An emergency mobile phone used by mother-of-nine Mrs Bell was found in the garage at the home of Dack's parents - further down the same street.

Dack's footprints were found on the lid of a wheelie bin, which he climbed on to scale a wall in the back yard in a bid to leave the property unnoticed after the murder and arson.

He had turned on gas hobs on the cooker, hoping to cause an explosion to destroy any evidence that might link him to one of the North-East's most disturbing murders in recent years.

The dad-of-four changed his story time after time when he was confronted with new facts which proved he was the killer, the person who stole the brand new boxed 49-inch television, the mobile phone, £700 from a bedroom and phoned adult sex lines from the house.

He said he had been dealing cocaine from his parents' garage the night Mrs Bell was throttled, bought the TV from a mystery man who walked past, had been loaned the phone, and had carried out a job in the back yard which required him to stand on the bin.

Had not been such a shockingly serious case, his defence would have been laughable.

Prosecutor Mr Tehrani said Dack was "nonchalant" when he'd been arrested, bothered more about his cigarette than facing a life sentence for murder.
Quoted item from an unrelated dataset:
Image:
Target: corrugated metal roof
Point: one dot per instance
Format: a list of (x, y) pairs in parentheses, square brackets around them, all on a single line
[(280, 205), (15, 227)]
He countered that with the "fact" that he was in shock after being picked up for a crime he had not committed.

Again, the jury saw his lies for what they were.

Time after time - when his account from the witness box did not match what he had earlier put in a defence statement or given in evidence - he said: "It should be in there."

With a heavy hint of sarcasm, Mr Tehrani described as "another unfortunate coincidence" all the things that pointed to Dack as the killer of Mrs Bell, who had fostered more than 50 children with her late husband John.

During the lengthy cross-examination, the prosecutor put it to Dack: "The truth here is that you lie when it suits you. You will lie, you will lie and you will lie if it gets you out of a fix."

A former friend who spoke to The Northern Echo said the barrister's assessment was "spot on".

They said: "He's always been full of s*** - a real Billy big-bollocks. He always thought he was better than everyone else, bragging about what he had and what he had done. We all knew it was bull****."

Out-of-work asbestos lagger Dack used similarly industrial language - but, as he learned during an strong rebuke from the trial judge, a courtroom is not like a bar room, and not the place for profanities.

He accused the prosecution of "taking the p***" as Mr Tehrani quizzed him about DNA evidence on the 11th and most tetchy day of the trial, sparking an angry Mrs Justice Whipple to order him to "observe decency".

Incredibly, Dack repeatedly refused to name the person who had given him £300-worth of cocaine on tick to sell, or any of the customers who bought it.

Despite being told it would provide him with an alibi for the murder, and help him avoid a potential life sentence, he smugly told Mr Tehrani: "I can't be convicted of something I haven't done, I'm afraid."

The jury thought differently. They didn't believe the unbelievable. They saw through the tissue of lies.